Bearing the consequences in mind, the British, who hold the rotating presidency of the EC, tried mightily last week to steer the EC away from retaliation. In an emergency meeting in London Nov. 6, British Prime Minister John Major and EC Commission President Jacques Delors issued a statement that "Negotiations must continue to avoid a trade war."

The 12 EC trade ministers, meeting outside London also rejected retaliation. Mr. Delors has been criticized for using the Commission presidency to intervene on behalf of the French, considered the main culprit in the US-EC agriculture dispute. On Nov. 5, the EC's farm negotiator, Ray MacSharry, said he was giving up his post because Delors was undermining his efforts.

But the French are between a rock and a hard place. If they give in on the oilseeds dispute, they could face a farmers' revolt. With French elections just around the corner in March, Paris is reluctant to follow this course. On the other hand, the French would suffer the most from US sanctions, because they are aimed chiefly at French exports.
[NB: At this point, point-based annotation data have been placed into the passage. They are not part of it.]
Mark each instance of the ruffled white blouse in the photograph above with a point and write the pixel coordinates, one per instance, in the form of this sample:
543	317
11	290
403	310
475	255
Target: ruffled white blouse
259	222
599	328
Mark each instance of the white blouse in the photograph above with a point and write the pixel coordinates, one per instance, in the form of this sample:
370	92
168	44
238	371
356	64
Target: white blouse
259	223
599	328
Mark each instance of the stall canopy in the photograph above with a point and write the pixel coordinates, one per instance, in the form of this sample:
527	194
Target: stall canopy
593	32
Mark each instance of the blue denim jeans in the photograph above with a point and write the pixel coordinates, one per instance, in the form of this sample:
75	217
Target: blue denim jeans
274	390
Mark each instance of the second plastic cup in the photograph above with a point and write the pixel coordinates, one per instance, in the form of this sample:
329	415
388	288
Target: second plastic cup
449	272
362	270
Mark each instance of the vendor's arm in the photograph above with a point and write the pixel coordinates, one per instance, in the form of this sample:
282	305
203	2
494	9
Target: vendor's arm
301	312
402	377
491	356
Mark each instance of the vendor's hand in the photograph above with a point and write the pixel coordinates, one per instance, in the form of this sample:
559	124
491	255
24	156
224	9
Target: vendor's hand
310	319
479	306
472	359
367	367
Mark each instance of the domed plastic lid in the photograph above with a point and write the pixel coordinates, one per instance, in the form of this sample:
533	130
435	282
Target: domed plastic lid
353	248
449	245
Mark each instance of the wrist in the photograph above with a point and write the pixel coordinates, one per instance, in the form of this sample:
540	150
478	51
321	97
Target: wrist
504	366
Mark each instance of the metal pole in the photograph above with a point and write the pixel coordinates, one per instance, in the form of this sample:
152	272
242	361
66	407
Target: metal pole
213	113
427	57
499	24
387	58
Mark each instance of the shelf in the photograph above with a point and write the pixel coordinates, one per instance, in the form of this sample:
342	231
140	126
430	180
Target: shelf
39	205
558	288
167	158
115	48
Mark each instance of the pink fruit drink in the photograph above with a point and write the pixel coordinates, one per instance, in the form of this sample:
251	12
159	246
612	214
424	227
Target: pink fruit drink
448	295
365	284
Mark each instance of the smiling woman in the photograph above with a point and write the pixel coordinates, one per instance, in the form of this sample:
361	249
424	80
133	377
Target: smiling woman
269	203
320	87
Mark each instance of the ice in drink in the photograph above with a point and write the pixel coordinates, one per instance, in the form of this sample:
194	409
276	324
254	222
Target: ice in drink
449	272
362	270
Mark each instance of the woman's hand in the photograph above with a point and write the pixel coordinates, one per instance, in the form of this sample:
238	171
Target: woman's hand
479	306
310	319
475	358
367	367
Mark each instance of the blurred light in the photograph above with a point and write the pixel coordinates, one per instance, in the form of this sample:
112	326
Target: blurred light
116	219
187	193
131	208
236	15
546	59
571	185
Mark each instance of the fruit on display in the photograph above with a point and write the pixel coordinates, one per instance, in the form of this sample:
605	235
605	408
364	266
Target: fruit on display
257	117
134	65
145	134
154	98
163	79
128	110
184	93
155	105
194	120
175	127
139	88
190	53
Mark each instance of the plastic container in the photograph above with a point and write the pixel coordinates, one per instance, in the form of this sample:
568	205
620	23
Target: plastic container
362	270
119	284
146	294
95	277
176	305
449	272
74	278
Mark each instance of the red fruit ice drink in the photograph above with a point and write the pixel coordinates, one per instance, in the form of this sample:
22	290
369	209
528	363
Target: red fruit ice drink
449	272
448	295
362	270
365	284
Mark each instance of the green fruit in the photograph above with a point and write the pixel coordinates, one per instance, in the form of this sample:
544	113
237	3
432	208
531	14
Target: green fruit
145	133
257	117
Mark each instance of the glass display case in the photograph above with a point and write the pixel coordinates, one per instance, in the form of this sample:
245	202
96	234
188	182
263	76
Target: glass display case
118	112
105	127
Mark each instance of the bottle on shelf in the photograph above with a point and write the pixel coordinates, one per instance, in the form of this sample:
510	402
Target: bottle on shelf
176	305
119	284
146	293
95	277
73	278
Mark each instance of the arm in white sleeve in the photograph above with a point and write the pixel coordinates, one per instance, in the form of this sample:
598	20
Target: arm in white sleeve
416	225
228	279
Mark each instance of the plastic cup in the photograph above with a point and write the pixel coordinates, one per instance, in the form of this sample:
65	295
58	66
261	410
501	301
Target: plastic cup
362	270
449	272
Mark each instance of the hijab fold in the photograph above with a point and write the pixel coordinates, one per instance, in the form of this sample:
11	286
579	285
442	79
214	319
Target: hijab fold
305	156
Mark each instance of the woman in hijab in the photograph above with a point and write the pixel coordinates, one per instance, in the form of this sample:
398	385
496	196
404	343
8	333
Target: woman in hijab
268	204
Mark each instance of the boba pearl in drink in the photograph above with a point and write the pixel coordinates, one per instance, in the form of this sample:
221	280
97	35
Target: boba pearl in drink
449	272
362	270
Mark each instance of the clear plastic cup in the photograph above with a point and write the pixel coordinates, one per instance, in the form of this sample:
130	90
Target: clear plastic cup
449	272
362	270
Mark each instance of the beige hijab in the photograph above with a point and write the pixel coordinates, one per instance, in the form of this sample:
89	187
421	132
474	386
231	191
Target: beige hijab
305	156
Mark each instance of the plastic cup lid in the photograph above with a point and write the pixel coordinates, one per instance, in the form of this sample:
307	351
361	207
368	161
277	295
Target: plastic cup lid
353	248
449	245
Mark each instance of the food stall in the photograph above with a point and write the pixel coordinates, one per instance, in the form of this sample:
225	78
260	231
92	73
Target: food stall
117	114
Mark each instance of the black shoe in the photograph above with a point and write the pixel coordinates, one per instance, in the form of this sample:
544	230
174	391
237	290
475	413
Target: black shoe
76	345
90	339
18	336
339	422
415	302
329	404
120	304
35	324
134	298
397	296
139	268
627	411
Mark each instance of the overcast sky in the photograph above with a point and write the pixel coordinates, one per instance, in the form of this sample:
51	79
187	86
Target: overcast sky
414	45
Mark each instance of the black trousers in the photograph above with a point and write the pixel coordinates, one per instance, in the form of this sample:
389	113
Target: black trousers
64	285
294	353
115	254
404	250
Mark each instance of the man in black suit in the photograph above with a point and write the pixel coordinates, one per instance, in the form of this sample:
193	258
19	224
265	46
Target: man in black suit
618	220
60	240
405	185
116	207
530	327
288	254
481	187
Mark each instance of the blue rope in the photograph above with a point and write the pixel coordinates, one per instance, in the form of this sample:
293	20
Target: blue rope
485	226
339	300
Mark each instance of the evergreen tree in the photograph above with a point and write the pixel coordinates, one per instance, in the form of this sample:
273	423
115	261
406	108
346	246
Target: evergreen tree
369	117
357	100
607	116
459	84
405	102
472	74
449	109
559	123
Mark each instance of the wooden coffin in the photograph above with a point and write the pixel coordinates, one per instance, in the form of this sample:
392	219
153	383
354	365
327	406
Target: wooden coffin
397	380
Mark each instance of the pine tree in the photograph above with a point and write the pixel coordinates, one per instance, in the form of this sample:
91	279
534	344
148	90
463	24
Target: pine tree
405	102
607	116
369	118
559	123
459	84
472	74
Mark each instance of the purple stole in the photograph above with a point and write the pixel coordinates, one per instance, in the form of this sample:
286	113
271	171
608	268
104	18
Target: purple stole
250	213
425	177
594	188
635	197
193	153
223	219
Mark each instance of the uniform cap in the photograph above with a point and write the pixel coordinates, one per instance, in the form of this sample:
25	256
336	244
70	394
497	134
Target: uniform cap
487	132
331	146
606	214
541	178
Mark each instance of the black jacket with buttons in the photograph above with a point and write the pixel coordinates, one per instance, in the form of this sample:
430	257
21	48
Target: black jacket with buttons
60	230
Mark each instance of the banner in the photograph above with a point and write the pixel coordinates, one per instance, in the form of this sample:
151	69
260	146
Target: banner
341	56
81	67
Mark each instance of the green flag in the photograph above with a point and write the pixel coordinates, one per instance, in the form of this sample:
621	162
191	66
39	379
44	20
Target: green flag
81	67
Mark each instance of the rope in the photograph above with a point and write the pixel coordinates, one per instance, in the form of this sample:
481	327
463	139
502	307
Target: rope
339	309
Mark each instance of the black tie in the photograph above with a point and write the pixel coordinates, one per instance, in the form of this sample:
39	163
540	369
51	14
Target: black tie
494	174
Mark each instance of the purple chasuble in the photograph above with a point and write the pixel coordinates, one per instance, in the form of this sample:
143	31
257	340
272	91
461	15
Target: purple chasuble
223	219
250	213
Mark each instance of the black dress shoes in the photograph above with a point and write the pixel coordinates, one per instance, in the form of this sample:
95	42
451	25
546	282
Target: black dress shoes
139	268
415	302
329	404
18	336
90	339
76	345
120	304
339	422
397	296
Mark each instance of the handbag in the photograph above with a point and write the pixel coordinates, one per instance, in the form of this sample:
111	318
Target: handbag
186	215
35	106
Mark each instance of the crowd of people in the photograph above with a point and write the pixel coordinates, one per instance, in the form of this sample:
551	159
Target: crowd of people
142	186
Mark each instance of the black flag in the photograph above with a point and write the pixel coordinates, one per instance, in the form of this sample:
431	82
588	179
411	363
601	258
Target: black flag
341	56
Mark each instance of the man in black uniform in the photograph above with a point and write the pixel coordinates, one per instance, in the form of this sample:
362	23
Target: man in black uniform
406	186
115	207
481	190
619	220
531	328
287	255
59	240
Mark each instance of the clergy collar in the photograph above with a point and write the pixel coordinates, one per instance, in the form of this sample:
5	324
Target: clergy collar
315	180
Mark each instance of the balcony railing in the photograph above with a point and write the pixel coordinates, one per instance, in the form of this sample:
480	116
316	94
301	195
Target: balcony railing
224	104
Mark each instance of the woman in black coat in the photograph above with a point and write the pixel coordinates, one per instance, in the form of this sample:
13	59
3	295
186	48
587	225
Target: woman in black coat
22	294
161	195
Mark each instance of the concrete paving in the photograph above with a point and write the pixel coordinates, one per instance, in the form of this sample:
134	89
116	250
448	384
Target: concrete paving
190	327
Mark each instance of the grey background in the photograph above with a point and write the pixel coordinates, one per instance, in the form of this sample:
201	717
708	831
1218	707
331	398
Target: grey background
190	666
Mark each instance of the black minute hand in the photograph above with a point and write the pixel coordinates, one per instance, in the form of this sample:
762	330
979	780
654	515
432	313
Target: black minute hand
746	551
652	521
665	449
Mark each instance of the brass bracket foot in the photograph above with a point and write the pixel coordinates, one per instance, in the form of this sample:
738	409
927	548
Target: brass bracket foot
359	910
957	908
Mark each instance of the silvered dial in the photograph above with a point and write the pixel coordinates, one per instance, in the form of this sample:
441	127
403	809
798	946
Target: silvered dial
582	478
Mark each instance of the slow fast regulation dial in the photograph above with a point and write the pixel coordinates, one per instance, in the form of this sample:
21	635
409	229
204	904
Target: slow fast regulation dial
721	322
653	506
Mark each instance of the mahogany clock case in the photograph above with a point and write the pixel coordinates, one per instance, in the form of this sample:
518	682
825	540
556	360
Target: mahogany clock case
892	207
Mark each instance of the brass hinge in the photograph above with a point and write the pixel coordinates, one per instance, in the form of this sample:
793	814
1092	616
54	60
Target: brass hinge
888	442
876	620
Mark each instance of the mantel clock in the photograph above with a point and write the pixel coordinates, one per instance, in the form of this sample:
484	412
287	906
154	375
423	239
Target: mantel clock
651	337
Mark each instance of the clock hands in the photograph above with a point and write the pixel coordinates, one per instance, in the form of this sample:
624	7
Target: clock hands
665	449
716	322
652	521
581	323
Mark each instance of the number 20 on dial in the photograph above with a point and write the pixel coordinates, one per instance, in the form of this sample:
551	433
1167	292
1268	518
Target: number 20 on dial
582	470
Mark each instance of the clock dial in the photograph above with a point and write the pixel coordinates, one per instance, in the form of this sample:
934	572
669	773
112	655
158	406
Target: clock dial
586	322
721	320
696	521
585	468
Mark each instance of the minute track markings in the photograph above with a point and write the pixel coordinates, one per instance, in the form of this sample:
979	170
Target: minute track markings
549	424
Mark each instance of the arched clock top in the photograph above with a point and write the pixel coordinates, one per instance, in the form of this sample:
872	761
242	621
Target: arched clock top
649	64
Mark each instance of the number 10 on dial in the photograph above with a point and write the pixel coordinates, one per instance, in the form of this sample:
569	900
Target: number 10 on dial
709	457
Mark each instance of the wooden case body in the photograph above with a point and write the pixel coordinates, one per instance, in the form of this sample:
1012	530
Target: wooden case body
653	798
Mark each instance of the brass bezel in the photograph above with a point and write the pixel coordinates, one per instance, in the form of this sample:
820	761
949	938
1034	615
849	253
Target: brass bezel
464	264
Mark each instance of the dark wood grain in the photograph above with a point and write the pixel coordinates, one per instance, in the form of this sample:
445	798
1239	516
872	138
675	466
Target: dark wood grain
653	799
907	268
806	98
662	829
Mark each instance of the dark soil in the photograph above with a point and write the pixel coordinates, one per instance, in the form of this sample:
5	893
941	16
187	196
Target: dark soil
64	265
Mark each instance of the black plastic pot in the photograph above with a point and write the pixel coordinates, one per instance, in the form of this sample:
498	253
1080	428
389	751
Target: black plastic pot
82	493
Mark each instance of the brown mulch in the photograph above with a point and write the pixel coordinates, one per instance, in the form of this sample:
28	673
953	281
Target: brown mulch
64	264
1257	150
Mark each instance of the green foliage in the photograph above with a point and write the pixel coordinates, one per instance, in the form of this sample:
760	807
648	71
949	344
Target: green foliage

H. Tonnen, spokesman for the Dutch Ministry of Economic Affairs and Foreign Trade reflected sentiments in a few other European capitals when he said the US sanctions threat would not propel the French toward a settlement, but instead cause them to close ranks and put up more resistance. "It only gives the French more arguments," he said.

Still, there is growing pressure on the French within the Community. Germany, France's closest and strongest ally, is expressing increasing disapproval of Paris' position.

On Nov. 7, the conservative newspaper Frankfurter Allgemeine Zeitung published an editorial stating the the US has "right on its side." (A GATT panel has twice found that the EC's oilseeds subsidies are unfair to the US, and that Europe has been "blindly" following the French.).

German Economics Minister Jurgen Mollemann said before the EC trade ministers' meeting that if France does not come around in the oilseeds dispute, the EC Council might have to override it through a majority rule. The amount of tonnage being argued over in the dispute, he said, is "ridiculous."